Treasury Secretary Hank Paulson has made the maximum use of his friends on Wall Street as a very recent ex-chairman of Goldman Sachs. Word is that Goldman Sachs started the oil price plunge by switching a key asset allocation this summer.
The gold price has also been hammered to preserve the illusion of inflation being under control. And the entire Wall Street mafia has been engaged in the massive hype of the sucker's rally of the past couple of months.
Now the game is almost up! Economic realities, however unpleasant, can resurface. Step forward the US housing crisis which threatens a recession in 2007. The dismal headlines are already starting to appear, with a 10 per cent fall in new home prices in September the worst figure in 30 years.

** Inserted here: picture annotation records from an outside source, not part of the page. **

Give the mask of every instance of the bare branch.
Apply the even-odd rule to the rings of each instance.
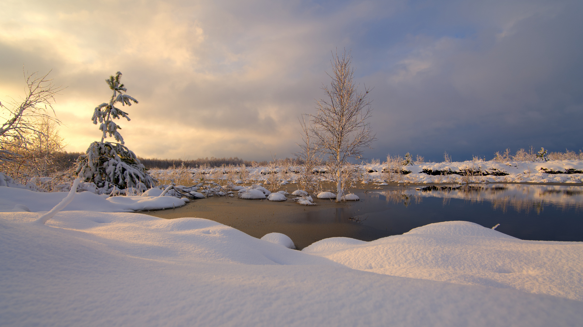
[[[338,52],[333,54],[332,73],[326,73],[332,81],[329,86],[322,87],[326,99],[318,101],[317,113],[310,115],[310,134],[315,148],[328,157],[327,165],[337,184],[337,201],[343,193],[342,171],[347,161],[361,158],[364,149],[377,139],[368,122],[372,115],[372,101],[367,97],[372,89],[365,86],[364,91],[357,90],[352,61],[346,50],[340,56]],[[305,124],[302,128],[305,128]]]

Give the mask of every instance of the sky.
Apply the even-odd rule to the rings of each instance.
[[[66,150],[85,152],[120,71],[139,101],[119,122],[138,155],[291,157],[346,49],[374,88],[369,159],[578,152],[582,16],[576,0],[4,0],[0,101],[23,95],[23,69],[52,69]]]

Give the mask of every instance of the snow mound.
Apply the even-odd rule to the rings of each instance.
[[[314,199],[312,197],[308,196],[307,197],[299,197],[297,198],[294,198],[294,201],[298,204],[303,204],[304,205],[314,205],[316,204],[314,203]]]
[[[192,191],[188,193],[192,194],[194,197],[196,198],[202,198],[205,197],[205,194],[203,194],[202,193],[197,192],[196,191]]]
[[[271,193],[267,196],[267,200],[269,201],[286,201],[287,198],[283,194],[279,193]]]
[[[417,228],[413,228],[403,235],[424,234],[426,235],[439,235],[441,236],[479,236],[484,237],[496,237],[518,240],[504,233],[500,233],[491,228],[470,222],[451,221],[430,223]]]
[[[336,194],[332,192],[320,192],[317,197],[322,199],[336,198]]]
[[[149,190],[146,190],[145,192],[142,193],[142,196],[143,197],[157,197],[160,196],[160,194],[163,192],[163,190],[160,190],[157,187],[153,187]]]
[[[265,198],[265,194],[257,189],[245,189],[239,191],[239,197],[244,199],[257,200]]]
[[[272,193],[273,194],[276,193]],[[266,234],[261,239],[264,241],[279,244],[285,246],[287,248],[296,248],[296,245],[293,244],[293,241],[290,239],[287,235],[281,233],[269,233]]]
[[[68,192],[34,192],[0,186],[0,211],[12,210],[16,205],[24,205],[33,212],[48,211],[68,194]],[[122,196],[104,198],[94,193],[83,191],[77,193],[73,201],[63,210],[122,212],[177,208],[184,204],[184,200],[174,197]]]
[[[412,234],[314,244],[331,246],[331,260],[324,247],[295,251],[206,219],[61,211],[41,225],[33,222],[39,215],[0,213],[2,326],[533,327],[583,319],[580,301],[546,295],[559,296],[564,285],[572,290],[563,297],[583,293],[580,242]],[[334,262],[335,254],[366,271]],[[461,265],[462,277],[478,284],[488,280],[471,269],[489,267],[510,282],[483,287],[370,272],[384,261],[403,273],[434,266],[430,279]],[[512,285],[540,286],[540,294]]]
[[[342,197],[340,198],[340,200],[344,201],[359,201],[360,200],[360,198],[359,198],[358,196],[357,196],[356,194],[353,193],[349,193],[347,194],[345,194],[342,196]]]

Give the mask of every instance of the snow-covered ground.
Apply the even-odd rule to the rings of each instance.
[[[532,205],[552,204],[560,208],[583,208],[583,187],[576,186],[488,184],[473,185],[469,188],[425,186],[405,189],[403,194],[423,197],[459,198],[470,201],[496,202],[504,200],[510,204]]]
[[[328,239],[299,251],[206,219],[99,212],[128,207],[82,196],[89,192],[42,225],[34,221],[50,209],[43,197],[51,194],[21,190],[28,193],[10,198],[15,190],[0,187],[0,199],[13,201],[1,202],[12,206],[4,211],[38,212],[0,212],[2,326],[583,321],[581,242],[525,241],[447,222],[371,242]]]
[[[388,170],[386,164],[358,165],[356,168],[361,173],[361,178],[366,182],[401,182],[415,183],[582,183],[583,180],[583,161],[556,160],[546,162],[508,161],[500,162],[490,161],[463,161],[456,162],[430,162],[408,166],[401,166],[404,174],[397,173],[388,176],[383,172]],[[240,176],[240,168],[233,168],[233,174]],[[287,182],[297,183],[300,171],[298,167],[287,168],[278,167],[275,169],[267,167],[246,167],[247,182],[267,182],[269,175],[274,170],[279,173],[279,179]],[[210,169],[188,169],[185,177],[193,175],[204,176],[215,180],[227,178],[229,168]],[[394,170],[399,168],[394,168]],[[325,167],[318,167],[316,170],[324,172]],[[287,173],[282,174],[283,171]],[[177,176],[175,169],[152,169],[157,178],[168,180]],[[469,173],[470,176],[467,175]],[[325,179],[325,174],[322,177]],[[241,179],[240,178],[240,179]],[[288,187],[290,186],[288,186]],[[292,186],[293,188],[293,186]]]

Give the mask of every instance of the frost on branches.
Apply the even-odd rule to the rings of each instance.
[[[103,103],[95,108],[92,119],[93,123],[100,123],[99,130],[103,132],[101,142],[93,142],[85,154],[77,159],[77,174],[84,182],[92,182],[99,187],[120,189],[135,187],[145,190],[153,186],[157,182],[147,172],[136,155],[124,145],[124,138],[118,131],[121,127],[113,119],[123,117],[129,120],[128,113],[115,108],[115,103],[121,105],[132,105],[138,101],[127,94],[127,89],[120,81],[121,73],[110,76],[106,82],[113,94],[109,103]],[[104,141],[105,138],[113,137],[119,143]]]

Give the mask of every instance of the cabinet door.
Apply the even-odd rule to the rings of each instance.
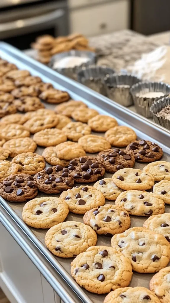
[[[94,36],[128,28],[128,0],[119,0],[70,12],[72,32]]]

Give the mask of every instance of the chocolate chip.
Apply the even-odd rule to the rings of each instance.
[[[145,297],[143,297],[143,299],[144,300],[151,300],[151,299],[150,297],[149,297],[149,296],[148,296],[148,295],[145,296]]]
[[[150,152],[147,155],[147,157],[148,158],[150,158],[150,159],[153,159],[153,158],[154,158],[154,156],[152,153]]]
[[[31,181],[31,182],[32,181]],[[22,187],[22,185],[20,183],[17,183],[17,182],[14,182],[14,185],[15,185],[17,187]]]
[[[102,269],[103,268],[102,264],[99,262],[96,262],[95,263],[95,268],[97,269]]]
[[[100,185],[102,185],[102,184],[105,184],[106,183],[105,181],[104,180],[101,180],[101,181],[100,181],[99,184]]]
[[[109,222],[111,221],[111,218],[109,216],[106,216],[103,219],[103,221],[105,222]]]
[[[82,187],[82,190],[84,190],[84,191],[87,191],[88,190],[88,187],[85,186],[85,187]]]
[[[119,152],[118,154],[119,155],[121,155],[121,156],[124,156],[126,155],[125,153],[123,151],[120,151],[120,152]]]
[[[84,200],[83,200],[82,199],[80,199],[78,201],[79,205],[85,205],[86,204],[86,201]]]
[[[92,164],[91,168],[98,168],[98,165],[97,163],[93,163]]]
[[[156,255],[153,255],[152,256],[151,260],[153,262],[154,262],[156,260],[160,260],[160,258],[158,257],[158,256],[157,256]]]
[[[69,171],[68,168],[64,168],[62,171],[63,172],[68,172]]]
[[[19,189],[18,189],[17,192],[16,194],[17,196],[22,196],[22,195],[23,195],[24,193],[24,191],[22,190],[21,188],[20,188]]]
[[[93,172],[92,169],[92,168],[89,168],[89,169],[87,170],[87,172],[88,174],[90,174],[90,175],[91,176],[93,174]]]
[[[35,184],[32,181],[29,181],[27,183],[27,185],[29,187],[31,188],[33,188],[35,186]]]
[[[145,201],[145,202],[144,202],[143,204],[145,204],[145,206],[150,206],[152,205],[152,203],[150,203],[149,202],[148,202],[147,201]]]
[[[41,215],[41,214],[42,214],[42,211],[41,210],[37,210],[35,213],[35,215],[36,215],[37,216],[38,216],[39,215]]]
[[[50,181],[49,179],[47,179],[44,182],[45,184],[51,184],[52,182]]]
[[[159,149],[158,146],[155,146],[152,148],[152,152],[159,152]]]
[[[72,164],[71,164],[68,167],[68,169],[69,170],[74,170],[75,169],[75,167]]]
[[[169,225],[167,223],[162,223],[162,224],[161,224],[161,227],[166,227],[167,226],[169,226]]]
[[[97,277],[97,279],[99,281],[100,281],[101,282],[102,282],[103,281],[105,281],[105,277],[104,275],[102,274],[102,275],[100,275]]]
[[[5,191],[8,194],[11,194],[13,190],[13,188],[11,186],[7,186],[5,189]]]
[[[61,231],[61,234],[62,234],[62,235],[66,235],[67,232],[66,229],[63,229]]]
[[[23,178],[17,178],[15,181],[17,183],[23,183],[24,182],[24,179]]]
[[[97,210],[97,210],[96,209],[94,211],[93,211],[93,213],[94,214],[95,216],[96,216],[96,215],[98,215],[98,214],[99,214],[99,212],[100,212],[99,211],[98,211]]]
[[[85,174],[84,174],[83,177],[85,180],[89,180],[90,178],[90,175],[88,173],[86,173]]]
[[[79,179],[80,178],[81,178],[82,175],[80,172],[77,172],[76,174],[74,175],[73,176],[73,178],[75,178],[75,179]]]
[[[86,164],[88,165],[91,165],[93,164],[93,162],[91,160],[88,160],[86,162]]]
[[[130,160],[131,157],[128,155],[125,155],[123,157],[125,160]]]
[[[144,212],[144,214],[146,216],[150,216],[153,214],[153,211],[152,209],[150,209],[149,211],[147,213]]]
[[[140,179],[138,179],[137,181],[136,181],[136,183],[142,183],[142,181]]]
[[[46,174],[48,174],[48,175],[50,175],[50,174],[52,174],[53,171],[52,168],[51,167],[48,167],[45,170],[45,171]]]
[[[66,178],[67,177],[68,177],[68,174],[67,172],[67,171],[64,171],[64,172],[63,172],[62,175],[62,177],[63,178]]]
[[[136,256],[135,255],[132,255],[132,261],[133,261],[134,262],[136,262]]]
[[[114,158],[111,158],[111,159],[109,159],[108,160],[108,161],[109,163],[110,163],[111,164],[114,164],[116,160]]]
[[[146,154],[146,151],[145,149],[141,149],[140,151],[139,151],[139,154],[140,154],[141,155],[144,156]]]
[[[73,165],[77,165],[77,163],[75,160],[72,160],[69,163],[69,165],[71,165],[71,164],[72,164]]]
[[[140,145],[145,145],[145,144],[147,144],[147,143],[145,140],[142,140],[141,141],[140,141],[139,142],[139,144]]]
[[[87,269],[88,269],[88,268],[89,268],[89,265],[88,264],[83,264],[83,265],[82,265],[81,267],[84,267],[86,270]]]
[[[150,147],[149,146],[149,145],[148,145],[148,144],[146,144],[146,145],[145,145],[144,147],[143,148],[143,149],[148,149],[150,148]]]
[[[104,258],[105,257],[107,257],[107,256],[108,256],[108,252],[106,249],[104,249],[104,250],[102,250],[102,251],[100,251],[99,254],[101,255],[102,257]]]
[[[163,190],[161,191],[161,194],[162,195],[165,195],[165,194],[167,194],[167,192],[166,191]]]
[[[100,228],[100,227],[99,227],[97,224],[95,224],[95,227],[96,227],[97,230],[98,230]]]
[[[166,239],[167,241],[168,241],[168,242],[170,242],[170,239],[169,238],[168,236],[164,236],[164,237],[165,239]]]
[[[80,159],[80,163],[85,163],[86,162],[86,159],[85,158],[83,158],[83,157],[82,157]]]
[[[61,165],[57,165],[55,170],[57,171],[60,171],[62,170],[63,169],[63,167],[62,167]]]

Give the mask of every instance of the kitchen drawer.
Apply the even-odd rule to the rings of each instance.
[[[71,11],[72,32],[94,36],[128,28],[129,2],[119,1]]]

Then what about the yield curve inversion, now three-and-a-half months old? The Federal Reserve itself admits that the past six yield curve inversions of longer than three months have all led to a recession. Not a fact that Wall Street has paid much attention.
Indeed, the most we will get from commentators is a note that historically adverse mid-term election results in previous administrations have led to a correction in asset prices. It could be that history repeats itself on this occasion.
Surely, any wise investor would be taking money off the table now and cashing in on any gains from the past few months. For in a big sell-off the good tends to get dragged down as well as the bad, and almost everything suffers.
Cash and precious metals are the best safe haven in an investment storm, and indeed the US dollar will probably rally as it did in the sell-off this May. But what happened in May could be just a dress rehearsal for something much bigger this time.
After all US asset markets, and all other global markets except perhaps the Middle East, are priced for a strong growth economic scenario which looks less likely by the day. And if it did come true that would mean higher interest rates to combat inflation which would be bad for markets anyhow.
This is a lose-lose situation so why stay around to find out if this is going to be like 1987 again?